When I hear the stories of these reformers, I have a sense of relief, of lightness. What so many were weighed down by these reformers decided not to shoulder. Instead of picking up the heavy burden of shoulds and oughts, they simply set them aside. They listened closely to scripture and discovered a God of grace, mercy, and love. While the church was reformed and is reforming still, we live in a world that is enamored with enslavement, with being bound. We live by shoulds and oughts even when we don’t know why we think we should do something in particular. “That’s just the way it’s done,” or “That’s the way we’ve always done it,” we might say, whether we are speaking of getting married and having children or how we do any number of things in the church, like singing “Silent Night” on Christmas Eve while lighting candles or eating pie after Thanksgiving Eve worship. (I love both of those things, by the way; I’m not advocating for reformation here.)

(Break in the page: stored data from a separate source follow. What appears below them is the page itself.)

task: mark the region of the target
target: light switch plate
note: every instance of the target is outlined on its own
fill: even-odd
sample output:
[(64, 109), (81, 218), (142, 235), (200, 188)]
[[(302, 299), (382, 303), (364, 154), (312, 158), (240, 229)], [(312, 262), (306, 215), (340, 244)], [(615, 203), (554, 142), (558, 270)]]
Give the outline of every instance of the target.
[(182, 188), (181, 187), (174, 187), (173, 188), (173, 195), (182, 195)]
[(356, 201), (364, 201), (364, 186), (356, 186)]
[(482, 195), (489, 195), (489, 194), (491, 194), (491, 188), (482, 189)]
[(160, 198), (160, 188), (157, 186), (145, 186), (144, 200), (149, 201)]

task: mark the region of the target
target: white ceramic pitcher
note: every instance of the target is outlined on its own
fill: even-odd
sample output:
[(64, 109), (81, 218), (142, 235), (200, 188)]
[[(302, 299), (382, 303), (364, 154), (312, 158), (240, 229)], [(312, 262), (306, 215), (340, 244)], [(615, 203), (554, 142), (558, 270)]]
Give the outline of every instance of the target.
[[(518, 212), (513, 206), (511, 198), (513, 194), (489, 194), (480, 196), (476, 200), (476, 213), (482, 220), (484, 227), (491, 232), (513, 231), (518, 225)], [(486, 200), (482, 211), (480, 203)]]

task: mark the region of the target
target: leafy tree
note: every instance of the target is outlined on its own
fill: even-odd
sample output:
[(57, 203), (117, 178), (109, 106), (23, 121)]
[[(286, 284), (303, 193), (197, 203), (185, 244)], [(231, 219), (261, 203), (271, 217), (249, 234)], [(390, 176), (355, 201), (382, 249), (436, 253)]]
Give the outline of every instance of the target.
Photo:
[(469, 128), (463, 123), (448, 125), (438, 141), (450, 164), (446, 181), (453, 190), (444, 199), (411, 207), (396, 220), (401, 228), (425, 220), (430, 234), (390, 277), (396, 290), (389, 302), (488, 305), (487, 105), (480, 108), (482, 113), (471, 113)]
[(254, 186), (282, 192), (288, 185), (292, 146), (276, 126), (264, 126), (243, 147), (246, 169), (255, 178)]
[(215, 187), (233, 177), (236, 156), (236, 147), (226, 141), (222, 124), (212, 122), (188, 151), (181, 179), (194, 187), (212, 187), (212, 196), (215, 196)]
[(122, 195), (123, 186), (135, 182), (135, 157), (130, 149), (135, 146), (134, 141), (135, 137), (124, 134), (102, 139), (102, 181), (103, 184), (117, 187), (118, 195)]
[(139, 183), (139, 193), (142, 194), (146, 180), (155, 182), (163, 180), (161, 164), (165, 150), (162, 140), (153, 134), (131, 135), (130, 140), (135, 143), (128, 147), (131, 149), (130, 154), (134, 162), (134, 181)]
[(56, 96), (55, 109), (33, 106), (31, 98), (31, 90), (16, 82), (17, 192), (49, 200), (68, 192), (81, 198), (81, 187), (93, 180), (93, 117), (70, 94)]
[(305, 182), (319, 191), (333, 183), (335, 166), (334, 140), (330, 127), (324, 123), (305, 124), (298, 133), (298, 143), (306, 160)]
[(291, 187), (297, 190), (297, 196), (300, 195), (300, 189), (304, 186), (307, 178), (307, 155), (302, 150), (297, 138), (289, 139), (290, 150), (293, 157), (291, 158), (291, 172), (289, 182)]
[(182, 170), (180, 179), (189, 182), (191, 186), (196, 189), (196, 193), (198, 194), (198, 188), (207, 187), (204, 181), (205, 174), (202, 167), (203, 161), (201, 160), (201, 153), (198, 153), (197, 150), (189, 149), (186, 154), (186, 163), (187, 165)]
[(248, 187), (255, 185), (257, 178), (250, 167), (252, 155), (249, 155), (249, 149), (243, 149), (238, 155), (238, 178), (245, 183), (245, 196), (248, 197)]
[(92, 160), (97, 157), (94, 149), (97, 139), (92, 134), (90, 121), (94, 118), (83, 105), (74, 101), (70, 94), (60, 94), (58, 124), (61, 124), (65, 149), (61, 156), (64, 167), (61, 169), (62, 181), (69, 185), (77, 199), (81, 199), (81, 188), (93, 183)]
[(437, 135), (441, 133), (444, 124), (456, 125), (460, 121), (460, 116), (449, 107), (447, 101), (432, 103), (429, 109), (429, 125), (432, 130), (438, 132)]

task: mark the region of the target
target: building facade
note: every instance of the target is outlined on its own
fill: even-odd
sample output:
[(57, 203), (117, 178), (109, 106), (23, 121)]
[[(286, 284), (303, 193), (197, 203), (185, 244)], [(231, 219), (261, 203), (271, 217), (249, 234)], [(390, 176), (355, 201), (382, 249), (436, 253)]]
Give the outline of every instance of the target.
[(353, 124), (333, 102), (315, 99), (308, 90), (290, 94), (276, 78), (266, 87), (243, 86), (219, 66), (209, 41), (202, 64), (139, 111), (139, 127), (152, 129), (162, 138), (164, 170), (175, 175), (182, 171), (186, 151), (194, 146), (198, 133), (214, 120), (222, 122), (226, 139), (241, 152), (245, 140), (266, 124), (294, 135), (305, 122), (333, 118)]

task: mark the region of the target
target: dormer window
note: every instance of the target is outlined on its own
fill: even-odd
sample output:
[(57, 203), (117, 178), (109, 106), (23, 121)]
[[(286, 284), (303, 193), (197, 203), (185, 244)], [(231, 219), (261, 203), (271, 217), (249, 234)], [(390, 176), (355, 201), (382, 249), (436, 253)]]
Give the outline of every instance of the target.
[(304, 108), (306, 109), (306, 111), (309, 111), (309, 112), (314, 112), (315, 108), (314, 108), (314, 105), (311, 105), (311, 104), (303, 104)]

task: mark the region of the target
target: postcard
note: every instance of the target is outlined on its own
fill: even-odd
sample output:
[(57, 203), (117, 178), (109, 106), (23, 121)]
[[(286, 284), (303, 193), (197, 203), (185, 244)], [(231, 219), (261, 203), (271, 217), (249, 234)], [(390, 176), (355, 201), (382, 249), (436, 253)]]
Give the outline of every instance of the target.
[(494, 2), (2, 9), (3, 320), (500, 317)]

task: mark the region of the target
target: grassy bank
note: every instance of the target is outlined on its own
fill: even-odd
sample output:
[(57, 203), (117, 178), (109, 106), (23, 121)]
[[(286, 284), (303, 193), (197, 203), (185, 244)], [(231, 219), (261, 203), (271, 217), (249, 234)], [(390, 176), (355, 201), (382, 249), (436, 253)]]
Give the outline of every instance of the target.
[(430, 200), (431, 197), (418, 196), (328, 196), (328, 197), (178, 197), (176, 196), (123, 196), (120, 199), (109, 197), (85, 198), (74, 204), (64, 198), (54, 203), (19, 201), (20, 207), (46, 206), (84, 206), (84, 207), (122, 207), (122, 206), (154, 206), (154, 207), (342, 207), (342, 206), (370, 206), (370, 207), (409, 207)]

My most vivid experience of freedom is kind of a silly one. A year ago when Ben and I decided to get divorced, I remember getting gas for the first time since I moved out of the apartment we shared. During the 15 years that Ben and I were together, Ben insisted that we keep track of the trip mileage, the total mileage, and the number of gallons of gas we pumped each time we went to the gas station. We had a little notebook in the glove compartment of the car where we kept this information logged, and when we would be at the gas station together, I would log the information while Ben would pump the gas even though I didn’t find the practice all that important. (It was just one of those things I did because it was important to my spouse.) On this particular day a year ago September, I pumped my gas and then, as always, reached over to my glove compartment to grab the obligatory small notebook. I had the pencil in my hand and was about to write down my mileage when I realized in midstream that I did not have to do so. And I laughed aloud at myself. I sat astounded at this new thought: I did not have to write down my mileage ever again if I didn’t want to! Freedom, relief, lightness!
What we’ve always done needn’t be what we always do.
And sometimes, doing what we’ve always done obscures the truth.
When we realize a truth that for whatever reason was hidden from us up until that point, we instantly know freedom. The truth of the Reformation is that our God is a loving, gracious, merciful God. How does this truth free you? How does this truth free us? Maybe we don’t have to do what we’ve always done—at church or in the rest of our lives. Maybe we can try something new; if it doesn’t work, we can just try something else. Maybe we can ask questions. Maybe we can risk being who we really are. The truth that God is loving, gracious and merciful frees us from fear of condemnation, failure, and shame. We know the truth, and the truth has set us free. Thanks be to God! Amen.